On 3/21/25 18:48, Caleb Sander Mateos wrote:
> io_send_zc() guards its call to io_send_zc_import() with if (!done_io)
> in an attempt to avoid calling it redundantly on the same req. However,
> if the initial non-blocking issue returns -EAGAIN, done_io will stay 0.
> This causes the subsequent issue to unnecessarily re-import the buffer.
> 
> Add an explicit flag "imported" to io_sr_msg to track if its buffer has
> already been imported. Clear the flag in io_send_zc_prep(). Call
> io_send_zc_import() and set the flag in io_send_zc() if it is unset.
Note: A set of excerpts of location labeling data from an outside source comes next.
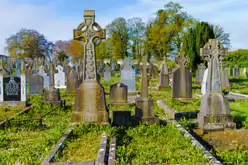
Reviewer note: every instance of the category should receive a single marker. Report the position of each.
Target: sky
(56, 19)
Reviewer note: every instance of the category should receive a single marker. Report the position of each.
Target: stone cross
(88, 35)
(181, 59)
(212, 51)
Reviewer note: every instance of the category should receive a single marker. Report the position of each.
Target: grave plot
(29, 143)
(7, 112)
(82, 145)
(230, 147)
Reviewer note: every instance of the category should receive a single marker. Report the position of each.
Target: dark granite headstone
(12, 89)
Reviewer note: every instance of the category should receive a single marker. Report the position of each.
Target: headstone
(36, 85)
(215, 111)
(59, 78)
(225, 85)
(107, 73)
(128, 76)
(72, 81)
(13, 91)
(236, 71)
(164, 76)
(46, 78)
(201, 69)
(121, 118)
(144, 104)
(52, 95)
(90, 103)
(118, 94)
(182, 80)
(204, 82)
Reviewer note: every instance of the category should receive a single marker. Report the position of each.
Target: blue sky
(56, 19)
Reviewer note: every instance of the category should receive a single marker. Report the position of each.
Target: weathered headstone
(225, 85)
(144, 104)
(13, 90)
(107, 73)
(72, 82)
(236, 71)
(90, 103)
(59, 78)
(215, 112)
(36, 85)
(164, 76)
(46, 78)
(118, 94)
(52, 95)
(182, 80)
(128, 76)
(201, 68)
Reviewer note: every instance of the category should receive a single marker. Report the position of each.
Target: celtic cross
(88, 36)
(212, 51)
(181, 59)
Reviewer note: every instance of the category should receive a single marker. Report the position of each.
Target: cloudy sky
(56, 19)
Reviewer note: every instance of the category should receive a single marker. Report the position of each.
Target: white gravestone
(107, 73)
(46, 78)
(59, 78)
(128, 76)
(204, 82)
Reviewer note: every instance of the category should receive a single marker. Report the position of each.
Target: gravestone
(59, 78)
(36, 85)
(201, 68)
(90, 103)
(118, 94)
(13, 90)
(164, 76)
(144, 104)
(107, 73)
(236, 71)
(121, 118)
(215, 111)
(72, 82)
(46, 78)
(182, 80)
(204, 82)
(52, 95)
(128, 76)
(231, 71)
(225, 85)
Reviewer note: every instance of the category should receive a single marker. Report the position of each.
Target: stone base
(58, 103)
(163, 87)
(150, 120)
(215, 113)
(90, 106)
(145, 111)
(20, 104)
(185, 100)
(216, 123)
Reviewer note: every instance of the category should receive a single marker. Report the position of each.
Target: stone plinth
(90, 104)
(118, 94)
(145, 111)
(215, 113)
(52, 96)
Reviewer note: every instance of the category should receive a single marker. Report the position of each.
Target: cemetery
(151, 109)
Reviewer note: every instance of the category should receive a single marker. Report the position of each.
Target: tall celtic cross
(212, 51)
(182, 60)
(86, 33)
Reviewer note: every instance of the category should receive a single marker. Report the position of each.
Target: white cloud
(230, 14)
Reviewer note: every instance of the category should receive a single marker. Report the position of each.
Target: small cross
(181, 59)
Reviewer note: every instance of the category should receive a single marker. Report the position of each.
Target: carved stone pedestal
(90, 104)
(215, 113)
(52, 96)
(145, 111)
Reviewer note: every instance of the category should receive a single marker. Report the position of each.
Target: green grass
(156, 144)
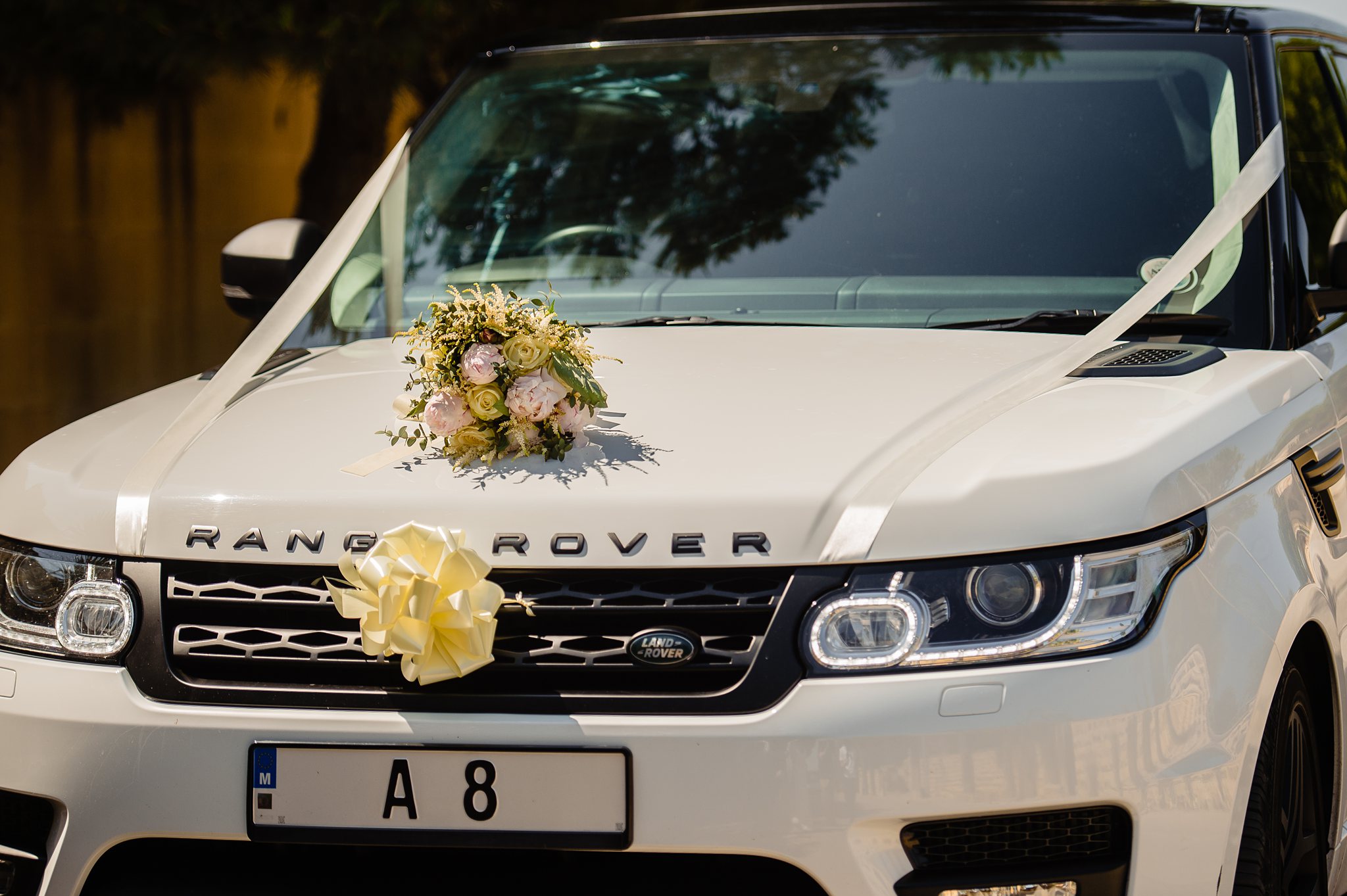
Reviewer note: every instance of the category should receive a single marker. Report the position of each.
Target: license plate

lgtm. Maybe there is a way to put it into req->flags and combine
with REQ_F_IMPORT_BUFFER, but likely just an idea for the future.

-- 
Pavel Begunkov


^ permalink raw reply	[flat|nested] 15+ messages in thread

* Re: [PATCH 1/3] io_uring/net: only import send_zc buffer once
  2025-03-21 20:38   ` Pavel Begunkov
@ 2025-03-21 20:44     ` Caleb Sander Mateos
  0 siblings, 0 replies; 15+ messages in thread
From: Caleb Sander Mateos @ 2025-03-21 20:44 UTC (permalink / raw)
  To: Pavel Begunkov
  Cc: Jens Axboe, Ming Lei, Keith Busch, Christoph Hellwig,
	Sagi Grimberg, Xinyu Zhang, io-uring, linux-kernel, linux-nvme

On Fri, Mar 21, 2025 at 1:37 PM Pavel Begunkov <[email protected]> wrote:
>
> On 3/21/25 18:48, Caleb Sander Mateos wrote:
> > io_send_zc() guards its call to io_send_zc_import() with if (!done_io)
> > in an attempt to avoid calling it redundantly on the same req. However,
> > if the initial non-blocking issue returns -EAGAIN, done_io will stay 0.
> > This causes the subsequent issue to unnecessarily re-import the buffer.
> >
> > Add an explicit flag "imported" to io_sr_msg to track if its buffer has
> > already been imported. Clear the flag in io_send_zc_prep(). Call
> > io_send_zc_import() and set the flag in io_send_zc() if it is unset.
>
> lgtm. Maybe there is a way to put it into req->flags and combine
> with REQ_F_IMPORT_BUFFER, but likely just an idea for the future.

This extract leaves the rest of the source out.